Luckily, the machine was soon back online. They scrambled to find time to work together—both Pollio and Armstrong are commuters—and sometimes collaborated via FaceTime.

The team isn’t alone in attempting to create a smart contact lens. The closest to Ocularity is the Triggerfish sensor, a hydrogel lens that measures pressure peaks and valleys throughout the day. The data is transmitted via Bluetooth to a small adhesive antenna worn near the eye.

Getting comfortable with nanotech

“Working at the microscale has been a new challenge for all of us,” Pollio says. “When I first learned about nano and micro tech, I thought it was daunting—a completely different world you can’t even see. While there are differences, it’s not as scary as you’d think.”

“I know people at other schools who only do semester-long projects,” Armstrong says. “I have a friend at University of Maryland whose senior project only took him a semester, and he didn’t get to do nearly as much as we did.”

Innovation Expo

At the Innovation Expo on May 3, “We are hoping to have a model of the lens that is macro-scale and be able to show that it can read pressure changes and output those values,” says Henry.

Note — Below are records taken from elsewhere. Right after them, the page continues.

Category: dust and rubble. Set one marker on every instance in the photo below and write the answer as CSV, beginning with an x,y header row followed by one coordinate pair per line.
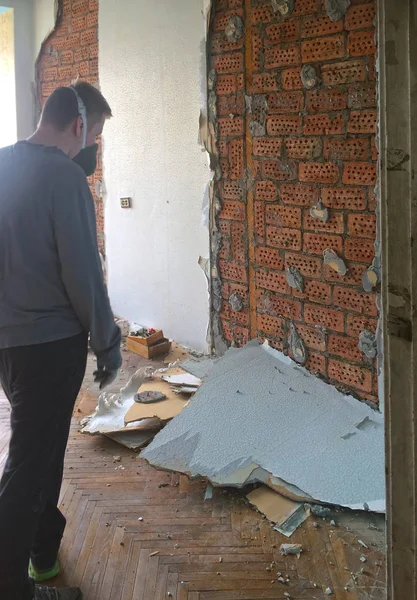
x,y
257,421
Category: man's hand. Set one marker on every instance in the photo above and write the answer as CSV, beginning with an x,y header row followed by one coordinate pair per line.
x,y
105,377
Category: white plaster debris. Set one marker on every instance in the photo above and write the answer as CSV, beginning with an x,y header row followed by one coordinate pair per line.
x,y
244,425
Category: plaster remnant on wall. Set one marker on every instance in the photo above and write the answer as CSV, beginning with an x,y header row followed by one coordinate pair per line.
x,y
334,261
294,278
234,29
368,344
309,77
319,212
336,9
284,7
297,348
236,302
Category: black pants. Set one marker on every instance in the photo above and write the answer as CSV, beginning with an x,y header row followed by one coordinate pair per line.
x,y
42,383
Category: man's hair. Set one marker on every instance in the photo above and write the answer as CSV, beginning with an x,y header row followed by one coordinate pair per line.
x,y
61,108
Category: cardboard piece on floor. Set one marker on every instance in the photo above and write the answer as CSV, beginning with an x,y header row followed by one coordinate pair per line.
x,y
177,353
286,514
164,410
132,439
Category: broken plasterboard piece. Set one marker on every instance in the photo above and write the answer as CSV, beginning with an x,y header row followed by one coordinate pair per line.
x,y
165,409
271,417
286,514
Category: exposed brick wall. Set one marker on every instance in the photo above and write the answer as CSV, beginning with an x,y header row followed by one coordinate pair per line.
x,y
316,145
71,51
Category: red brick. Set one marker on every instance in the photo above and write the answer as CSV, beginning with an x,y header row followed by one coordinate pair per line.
x,y
229,63
313,337
335,223
268,257
324,317
230,127
282,170
345,347
359,250
278,305
363,96
262,14
88,37
304,148
302,195
319,26
307,265
263,83
266,190
283,55
317,243
233,272
340,73
324,124
316,363
362,225
360,17
232,190
354,300
353,276
285,125
267,147
346,149
226,84
350,375
271,325
359,173
281,237
287,31
239,243
291,79
285,102
326,48
283,216
233,210
319,172
79,23
236,160
362,121
343,198
326,100
357,323
272,280
361,43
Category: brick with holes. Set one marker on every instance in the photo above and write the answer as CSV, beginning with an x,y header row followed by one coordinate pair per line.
x,y
303,148
346,149
359,173
283,216
317,243
301,195
362,225
269,257
283,237
324,317
350,375
316,172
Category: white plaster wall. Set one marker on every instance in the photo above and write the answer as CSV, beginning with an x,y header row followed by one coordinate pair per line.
x,y
23,36
152,71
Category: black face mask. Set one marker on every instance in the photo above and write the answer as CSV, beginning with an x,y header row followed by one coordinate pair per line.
x,y
87,159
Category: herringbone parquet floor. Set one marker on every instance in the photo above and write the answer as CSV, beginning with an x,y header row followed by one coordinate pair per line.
x,y
138,534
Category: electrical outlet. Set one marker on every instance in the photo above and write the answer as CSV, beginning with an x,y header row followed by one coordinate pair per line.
x,y
126,202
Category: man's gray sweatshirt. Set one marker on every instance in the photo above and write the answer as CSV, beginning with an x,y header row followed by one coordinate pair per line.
x,y
51,280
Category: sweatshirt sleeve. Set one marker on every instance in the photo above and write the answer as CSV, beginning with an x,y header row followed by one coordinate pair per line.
x,y
81,271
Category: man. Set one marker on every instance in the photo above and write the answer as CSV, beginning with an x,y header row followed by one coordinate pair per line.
x,y
52,295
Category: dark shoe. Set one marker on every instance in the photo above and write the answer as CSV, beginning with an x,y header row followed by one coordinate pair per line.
x,y
42,593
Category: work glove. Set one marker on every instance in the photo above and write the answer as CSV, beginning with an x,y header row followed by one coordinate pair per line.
x,y
105,377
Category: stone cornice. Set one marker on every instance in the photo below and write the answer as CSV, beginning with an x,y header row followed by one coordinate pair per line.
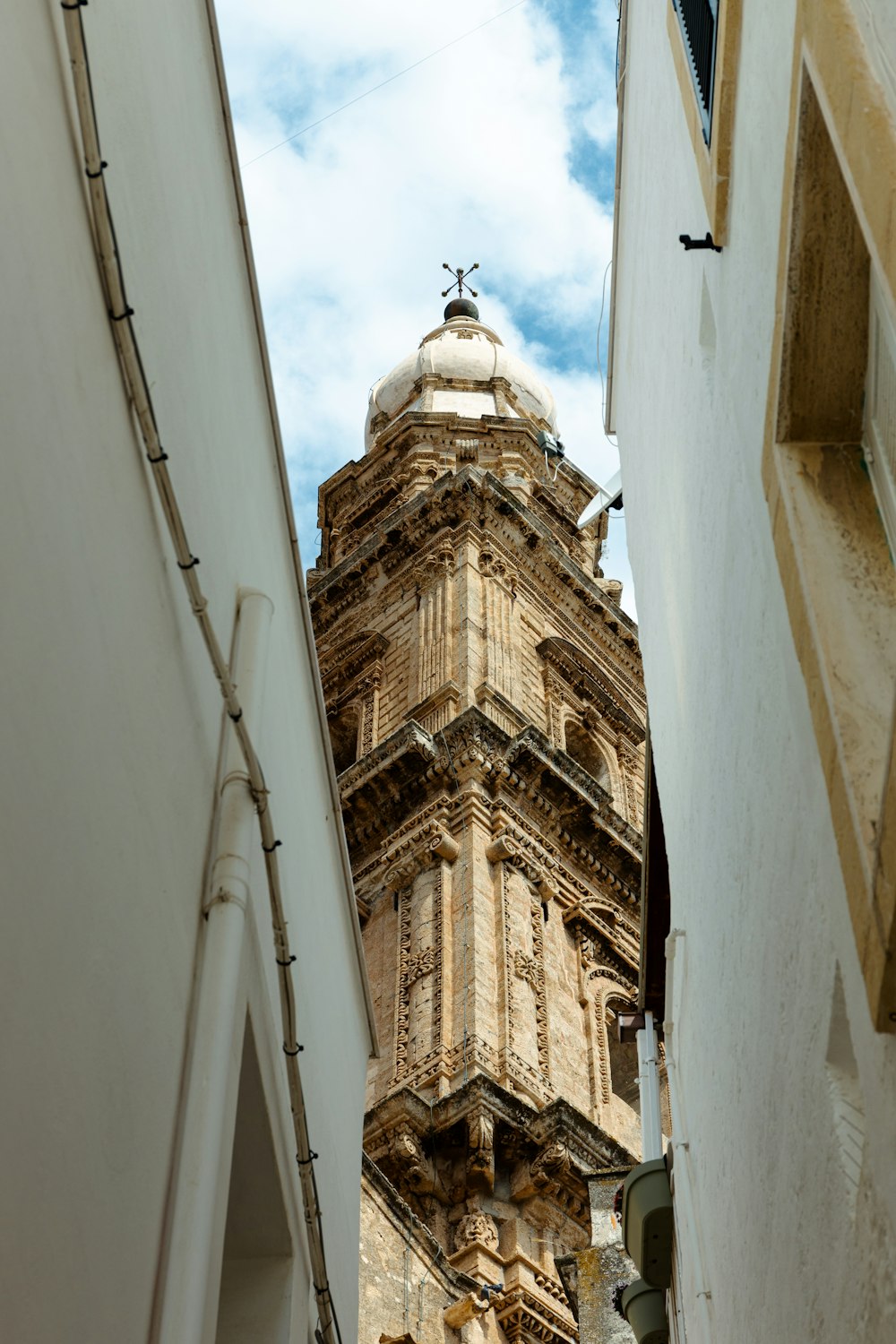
x,y
557,1123
402,1215
463,496
591,683
564,800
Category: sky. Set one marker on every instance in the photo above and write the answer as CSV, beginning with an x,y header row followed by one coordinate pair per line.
x,y
495,150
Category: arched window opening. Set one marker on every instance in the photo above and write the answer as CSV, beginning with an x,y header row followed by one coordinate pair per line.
x,y
343,734
624,1064
583,749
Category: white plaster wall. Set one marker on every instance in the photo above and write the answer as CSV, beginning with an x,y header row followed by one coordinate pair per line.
x,y
754,866
112,717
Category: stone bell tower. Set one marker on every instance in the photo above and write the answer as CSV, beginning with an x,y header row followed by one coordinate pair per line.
x,y
487,717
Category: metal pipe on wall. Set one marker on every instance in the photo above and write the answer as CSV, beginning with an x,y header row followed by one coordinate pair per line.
x,y
191,1261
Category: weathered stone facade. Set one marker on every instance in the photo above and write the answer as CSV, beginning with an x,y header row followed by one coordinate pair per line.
x,y
487,720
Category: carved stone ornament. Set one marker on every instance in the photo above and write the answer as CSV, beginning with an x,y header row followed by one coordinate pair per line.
x,y
551,1166
525,967
421,965
476,1228
479,1161
406,1152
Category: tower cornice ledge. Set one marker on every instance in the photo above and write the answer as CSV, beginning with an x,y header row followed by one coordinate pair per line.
x,y
469,495
556,795
586,1145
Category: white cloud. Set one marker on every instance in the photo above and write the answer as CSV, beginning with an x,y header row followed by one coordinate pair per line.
x,y
466,158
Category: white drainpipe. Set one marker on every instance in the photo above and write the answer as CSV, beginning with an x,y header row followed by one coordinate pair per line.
x,y
649,1088
191,1244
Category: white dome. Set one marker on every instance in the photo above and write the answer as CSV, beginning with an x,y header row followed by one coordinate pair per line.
x,y
455,368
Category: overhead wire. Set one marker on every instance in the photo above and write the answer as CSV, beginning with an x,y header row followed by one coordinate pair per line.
x,y
382,85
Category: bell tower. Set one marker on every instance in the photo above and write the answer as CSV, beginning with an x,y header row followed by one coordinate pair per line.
x,y
487,711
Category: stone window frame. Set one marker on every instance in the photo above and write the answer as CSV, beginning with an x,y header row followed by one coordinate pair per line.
x,y
713,159
573,711
836,570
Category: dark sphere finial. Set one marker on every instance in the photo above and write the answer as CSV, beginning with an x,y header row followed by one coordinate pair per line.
x,y
461,308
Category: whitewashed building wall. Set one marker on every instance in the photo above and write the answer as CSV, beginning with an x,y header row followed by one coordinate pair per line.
x,y
783,1090
113,722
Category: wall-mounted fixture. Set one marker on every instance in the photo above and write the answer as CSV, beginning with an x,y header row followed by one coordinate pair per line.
x,y
645,1309
648,1222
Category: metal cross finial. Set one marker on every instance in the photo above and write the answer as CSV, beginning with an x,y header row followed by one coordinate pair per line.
x,y
461,274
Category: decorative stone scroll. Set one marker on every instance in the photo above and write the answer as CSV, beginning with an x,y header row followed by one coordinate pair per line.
x,y
525,968
432,577
476,1228
416,852
498,594
479,1161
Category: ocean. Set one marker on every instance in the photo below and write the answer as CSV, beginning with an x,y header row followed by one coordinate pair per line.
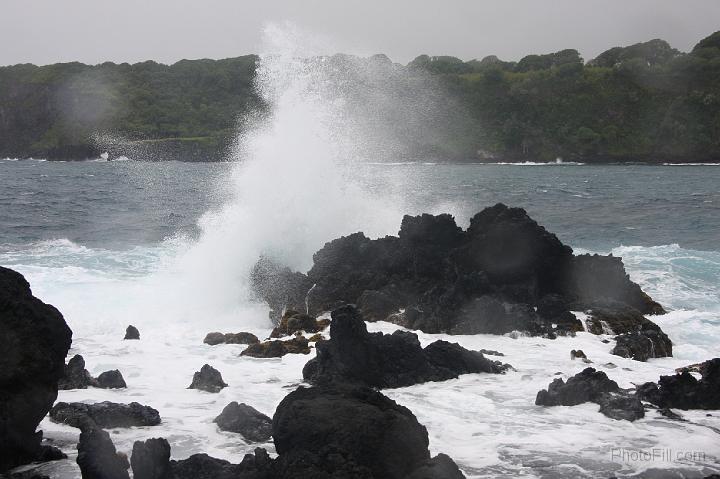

“The best part [of the project] for me is solving a problem,” says Armstrong. “With some projects, it’s hard to see the use for it. But with an issue like glaucoma—1.5 million people are diagnosed in U.S alone every year. We’re doing something in long run that we can take to the healthcare community and that can provide better treatment and better quality of life.”

“Most if not all of us have personal stake in this project,” says Pollio. “We’ve had a family member or friend suffering from this. I think that’s kept us motivated and on track to make a difference.”